Vestas Wind Systems A/S fell the most in almost four months after executives issued a cautious outlook for 2015, blunting the impact of a recovery in the wind energy industry that allowed its first dividend since 2003.
The Danish manufacturer expects sales of at least 6.5 billion euros ($7.4 billion) this year, less than the 6.9 billion euros it generated in 2014. It also sees a margin of at least 7 percent on earnings before interest and taxes before special items, which compared with 8.1 percent last year.
After slashing 3,000 jobs since 2011 and closing a third of its factories to survive a plunge in turbine prices, Vestas today reported its first full-year profit since 2010. The guidance for this year raised concerns about the valuation of Vestas shares, which have gained more than 56 percent since the middle of October.
“This is a very conservative guidance,” Jeffrey Vonk, an analyst at Morningstar Investment Service Inc., said by phone. “While Vestas does have a history of being very cautious on its outlook, a revenue decline is not what I had expected for 2015.”
Turbine makers led by Vestas, General Electric Co. and Siemens AG are enjoying record installations and an outlook for further growth this year. They’re also having to cope with increased competition from regional manufactures such as Xinjiang Goldwind Science & Technology Co. Ltd. in China and Suzlon Energy Ltd. in India, which may keep turbine prices falling this year.
Shares of Vestas fell as much as 8.5 percent, or the most since August 2013, and were recently down 6.9 percent at 267 kroner in Copenhagen trading. Chief Executive Officer Anders Runevad said it’s too early to be certain about how the year will shape up for Vestas, although the long-term outlook is sound.
“We are very early into the year,” and orders and installations usually pick up in the second half, Runevad said today in a phone interview. “It’s an early estimate. That doesn’t mean we don’t have an ambition to improve that, much the contrary.”
He brushed off concerns that a slump in oil prices might hurt the industry saying in an interview on Bloomberg Television that “if you look at the direct link between electricity and oil prices, it’s fairly insignificant” and “positive things” can come from oil’s slump in the form of lower raw materials and transport costs.
“The market knew that Vestas would be conservative, but it still had been hoping for more,” Janne Vincent Kjaer, an analyst with Jyske Bank AS, said today by phone. “The share price movement today should also be seen in light of the strong share performance of the past days and weeks. And I do see clear upside to the minimum guidance.”

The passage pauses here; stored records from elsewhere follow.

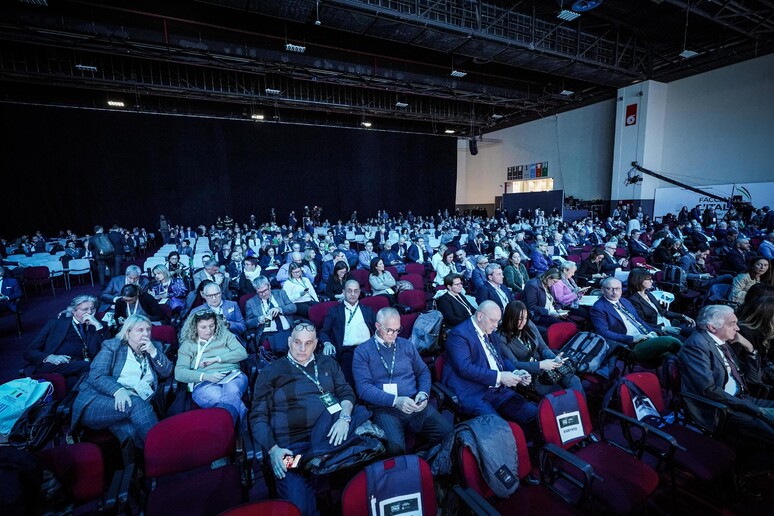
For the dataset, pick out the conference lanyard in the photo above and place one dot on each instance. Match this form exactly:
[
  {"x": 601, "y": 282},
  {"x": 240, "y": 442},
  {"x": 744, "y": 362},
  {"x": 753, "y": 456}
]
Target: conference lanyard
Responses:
[
  {"x": 314, "y": 380},
  {"x": 394, "y": 352},
  {"x": 352, "y": 314}
]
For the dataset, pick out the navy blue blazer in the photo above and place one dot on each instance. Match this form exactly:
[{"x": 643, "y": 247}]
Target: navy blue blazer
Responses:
[
  {"x": 12, "y": 291},
  {"x": 333, "y": 327},
  {"x": 609, "y": 323},
  {"x": 487, "y": 292},
  {"x": 535, "y": 298},
  {"x": 412, "y": 255},
  {"x": 466, "y": 370}
]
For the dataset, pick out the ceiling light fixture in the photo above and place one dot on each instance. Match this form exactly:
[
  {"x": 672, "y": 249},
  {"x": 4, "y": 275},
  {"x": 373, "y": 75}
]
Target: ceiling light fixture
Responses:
[{"x": 299, "y": 49}]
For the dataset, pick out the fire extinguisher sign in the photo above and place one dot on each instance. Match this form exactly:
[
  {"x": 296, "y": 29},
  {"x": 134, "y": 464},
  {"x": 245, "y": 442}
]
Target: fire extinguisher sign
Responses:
[{"x": 631, "y": 114}]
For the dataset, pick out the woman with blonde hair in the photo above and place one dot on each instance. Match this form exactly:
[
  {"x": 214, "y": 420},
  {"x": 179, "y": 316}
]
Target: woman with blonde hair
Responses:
[
  {"x": 122, "y": 382},
  {"x": 208, "y": 361}
]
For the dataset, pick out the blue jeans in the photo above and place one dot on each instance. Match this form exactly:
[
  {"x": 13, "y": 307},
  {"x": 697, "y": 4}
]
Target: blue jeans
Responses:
[
  {"x": 508, "y": 404},
  {"x": 299, "y": 489},
  {"x": 227, "y": 396},
  {"x": 428, "y": 423}
]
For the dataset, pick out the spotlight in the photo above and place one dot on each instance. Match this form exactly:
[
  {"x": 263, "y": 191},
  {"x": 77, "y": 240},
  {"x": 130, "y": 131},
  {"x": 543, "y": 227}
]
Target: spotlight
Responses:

Vestas generated net income of 392 million euros last year, beating the 374 million-euro average of 11 analyst estimates compiled by Bloomberg. The company proposed paying a 3.9 Danish kroner dividend, the first since a string of payouts it ended in 2003 when competition started heating up in the industry. Orders rose 9.7 percent last year to 6.54 gigawatts.
Worldwide, wind installations may hit a record 64 gigawatts this year, though prices will fall as much as 4.6 percent in the first half compared with the same period a year ago, according to Bloomberg New Energy Finance. Installations grew 44 percent to 51 gigawatts last year as costs of the technology rivaled fossil fuels, the Global Wind Energy Council estimates.
“Wind is a rapidly maturing technology,” Steve Sawyer, secretary general of GWEC, said yesterday. “Not only the low prices but also the cost stability of wind power makes it a very attractive option for utilities.”
Vestas benefited last year from surging sales in the U.S., where developers took advantage of an expiring federal tax credit.
“Vestas, today, is a leaner and more flexible and scalable company, and we are prepared for the future challenges of an increasingly dynamic and competitive wind power industry,” Runevad said in a statement. “We will intensify our focus on ensuring that our products and services become even more competitive across markets, both within the wind power industry and compared to other energy sources.”
The company has been bolstering its efforts to obtain and renew servicing contracts where profit margins are higher, while also managing to sell turbines in China and teaming up with Mitsubishi Heavy Industries Ltd. to make machines designed to work offshore.